While running for office in 2014, Tory promised honesty in government, as well as a program designed to make Toronto “more livable, more affordable, and more functional” according to the Toronto Star.
While some would argue that Tory did restore honesty to Toronto politics, few would say that he made the city more livable, affordable, and functional.
Under John Tory, Toronto became the 89th most expensive city in the world according to Mercer’s 2022 Cost of Living Report, easily beating out Vancouver which only placed 108th.
Even though home prices in Canada were falling, in Toronto at the time it still cost on average $1.2 million dollars for a detached home and could run a person as high as $3 million in some areas of the city according to a report from Jack Landau of BlogTO. But was still better than the cost to rent.
"Today’s rents are unaffordable to nearly half of Toronto renters,” wrote the Toronto Stars’ Joy Connelly in an October 2022 article on the unaffordability of the city.
"According to the City of Toronto," the Star journalist wrote, "the average rent for a two-bedroom apartment in 2021 was $1,661," a price Connelly said was out of reach for anyone earning minimum wage and one that's only gotten worse since the article was written, and that situation has only gotten worse.

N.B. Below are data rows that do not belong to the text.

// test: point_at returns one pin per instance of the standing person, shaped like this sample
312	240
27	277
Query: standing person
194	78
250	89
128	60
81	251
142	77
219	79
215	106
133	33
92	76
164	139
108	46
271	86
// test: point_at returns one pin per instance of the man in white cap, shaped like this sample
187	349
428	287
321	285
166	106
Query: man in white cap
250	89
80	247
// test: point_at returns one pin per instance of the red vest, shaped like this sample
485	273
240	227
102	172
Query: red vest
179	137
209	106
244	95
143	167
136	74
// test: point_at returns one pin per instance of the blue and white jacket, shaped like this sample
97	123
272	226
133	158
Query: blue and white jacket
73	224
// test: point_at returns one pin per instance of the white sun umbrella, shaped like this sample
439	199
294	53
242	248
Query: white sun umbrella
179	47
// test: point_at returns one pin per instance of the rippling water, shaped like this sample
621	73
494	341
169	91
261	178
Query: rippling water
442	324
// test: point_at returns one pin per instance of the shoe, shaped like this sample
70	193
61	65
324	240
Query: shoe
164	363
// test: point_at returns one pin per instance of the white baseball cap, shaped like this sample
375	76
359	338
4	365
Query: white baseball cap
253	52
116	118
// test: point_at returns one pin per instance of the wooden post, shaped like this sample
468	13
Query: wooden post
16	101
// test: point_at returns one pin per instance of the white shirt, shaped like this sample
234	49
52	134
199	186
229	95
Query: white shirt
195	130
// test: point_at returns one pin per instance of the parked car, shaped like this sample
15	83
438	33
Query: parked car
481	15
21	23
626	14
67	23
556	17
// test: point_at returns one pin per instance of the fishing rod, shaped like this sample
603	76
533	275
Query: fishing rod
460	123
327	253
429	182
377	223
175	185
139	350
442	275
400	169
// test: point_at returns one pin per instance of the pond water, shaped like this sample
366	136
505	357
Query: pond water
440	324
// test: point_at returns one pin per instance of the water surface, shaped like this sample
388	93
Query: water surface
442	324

If you thought the cost of buying and renting was a problem for Toronto's affordability after more than a decade of John Tory’s leadership, those issues paled in comparison to the city’s crumbling functionality and infrastructure.
“We are billions behind on basic repairs to keep things in a functional state in Toronto,” wrote TVO Today’s Matt Gurney, noting that the city’s state of good repair backlog is $9.5 billion and is expected to reach $18.1 billion within the next decade.
Housing, livability, and functionality were all issues that made John Tory one of Canada’s most disliked mayors, and maybe that’s what his legacy should be rather than one of a straight-laced conservative who was brought down by an affair.